Concertape 120's were the 70's choice for me.
RadioShack used to sell these fold-out binders
that would hold 24 tapes (4X6).
With 2 hours on each tape, I'd make these massive 48 hour compilations
for friends and hand them binders of music they'd like.
In the early 80's, Studio was the choice
because I was working for a distributor and could get 'em real cheap.
They had good sound too.
Mid 80's to early 90's was the era of the Denon HD8- 100's.
Told everyone I could about these great tapes.
Sound quality was incredible and often scored high
in Hi-Fidelity-type audio tests in magazines.
Up to just a few years ago, TDK CD Power 110
was the choice for it's great repo of BASS.
Surrounded by cassettes here - thousands of them.
Audio everywhere!
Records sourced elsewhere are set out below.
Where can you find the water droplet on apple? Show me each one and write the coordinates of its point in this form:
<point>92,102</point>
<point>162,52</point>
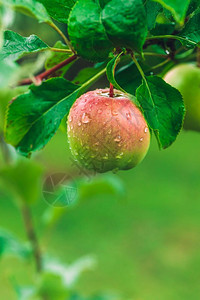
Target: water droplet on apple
<point>85,118</point>
<point>128,116</point>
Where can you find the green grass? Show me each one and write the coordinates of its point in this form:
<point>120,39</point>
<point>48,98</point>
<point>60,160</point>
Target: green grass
<point>147,244</point>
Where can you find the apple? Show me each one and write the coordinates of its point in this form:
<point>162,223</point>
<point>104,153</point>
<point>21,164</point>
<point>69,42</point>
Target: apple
<point>107,133</point>
<point>186,78</point>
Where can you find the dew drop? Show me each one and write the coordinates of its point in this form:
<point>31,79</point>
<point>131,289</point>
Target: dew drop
<point>117,139</point>
<point>70,119</point>
<point>85,118</point>
<point>119,156</point>
<point>114,113</point>
<point>105,156</point>
<point>128,116</point>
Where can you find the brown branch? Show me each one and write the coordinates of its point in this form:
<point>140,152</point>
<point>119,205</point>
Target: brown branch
<point>47,73</point>
<point>111,92</point>
<point>28,222</point>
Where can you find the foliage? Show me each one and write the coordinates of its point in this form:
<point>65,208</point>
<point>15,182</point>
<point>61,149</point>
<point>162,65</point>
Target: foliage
<point>133,42</point>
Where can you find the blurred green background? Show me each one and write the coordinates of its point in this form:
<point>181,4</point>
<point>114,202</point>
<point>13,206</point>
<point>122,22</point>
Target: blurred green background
<point>146,243</point>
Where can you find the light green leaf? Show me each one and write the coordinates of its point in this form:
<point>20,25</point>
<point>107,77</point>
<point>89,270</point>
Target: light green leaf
<point>191,31</point>
<point>163,109</point>
<point>57,57</point>
<point>10,245</point>
<point>6,19</point>
<point>178,8</point>
<point>23,179</point>
<point>34,117</point>
<point>25,292</point>
<point>125,23</point>
<point>59,9</point>
<point>32,8</point>
<point>86,31</point>
<point>16,46</point>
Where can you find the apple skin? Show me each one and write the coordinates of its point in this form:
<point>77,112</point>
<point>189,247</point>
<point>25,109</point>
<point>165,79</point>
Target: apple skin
<point>186,78</point>
<point>107,133</point>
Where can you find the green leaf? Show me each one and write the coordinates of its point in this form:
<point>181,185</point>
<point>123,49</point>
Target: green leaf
<point>162,29</point>
<point>59,9</point>
<point>57,57</point>
<point>125,23</point>
<point>87,33</point>
<point>51,287</point>
<point>111,71</point>
<point>6,19</point>
<point>32,8</point>
<point>101,185</point>
<point>25,292</point>
<point>194,4</point>
<point>34,117</point>
<point>191,31</point>
<point>10,245</point>
<point>178,8</point>
<point>7,71</point>
<point>16,46</point>
<point>163,109</point>
<point>68,274</point>
<point>24,180</point>
<point>152,11</point>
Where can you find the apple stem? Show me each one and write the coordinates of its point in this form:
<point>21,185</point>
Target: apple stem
<point>198,58</point>
<point>38,79</point>
<point>111,94</point>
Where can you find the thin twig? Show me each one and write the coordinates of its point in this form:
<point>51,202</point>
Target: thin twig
<point>111,92</point>
<point>31,234</point>
<point>62,35</point>
<point>47,73</point>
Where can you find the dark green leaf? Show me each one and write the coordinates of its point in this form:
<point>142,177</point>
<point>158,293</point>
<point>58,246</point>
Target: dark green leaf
<point>57,57</point>
<point>152,10</point>
<point>194,4</point>
<point>111,72</point>
<point>162,29</point>
<point>86,31</point>
<point>178,8</point>
<point>10,245</point>
<point>34,117</point>
<point>24,180</point>
<point>32,8</point>
<point>86,73</point>
<point>59,9</point>
<point>15,45</point>
<point>163,109</point>
<point>191,31</point>
<point>125,23</point>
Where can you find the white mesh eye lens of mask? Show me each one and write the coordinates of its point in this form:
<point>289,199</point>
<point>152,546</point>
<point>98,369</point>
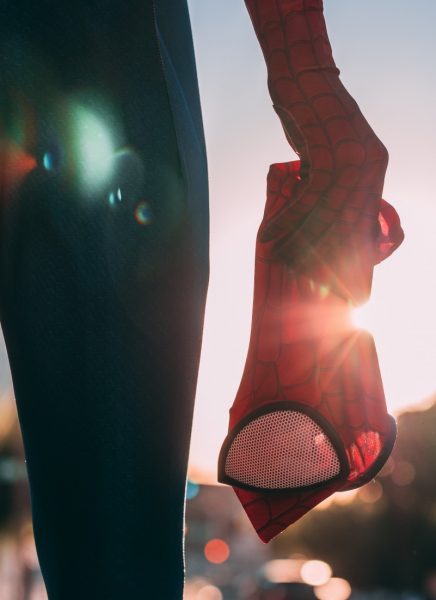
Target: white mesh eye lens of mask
<point>281,450</point>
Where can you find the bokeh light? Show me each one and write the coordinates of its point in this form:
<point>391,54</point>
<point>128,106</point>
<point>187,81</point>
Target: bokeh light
<point>216,551</point>
<point>283,570</point>
<point>334,589</point>
<point>315,572</point>
<point>209,592</point>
Radio programs, audio events, live shows, sound-text experiments,
a load of stuff that are joyful slices of one-off events that can be relived (VHS audio and DAT too)
Some of the tapes are wrapped in melted records - softly molded old LPs that are wrapped
around a cassette and have to be broken just to get to the cassette inside.
Some are painted, decoupaged little artworks, etc...
Still transfering to CDR and discovering past joys.
Earlier this week, one of the doors on the dual-deck decided not to close,
so it's time to look for another good machine.
Just might consider one of those two Pioneer units that Rob was talking about.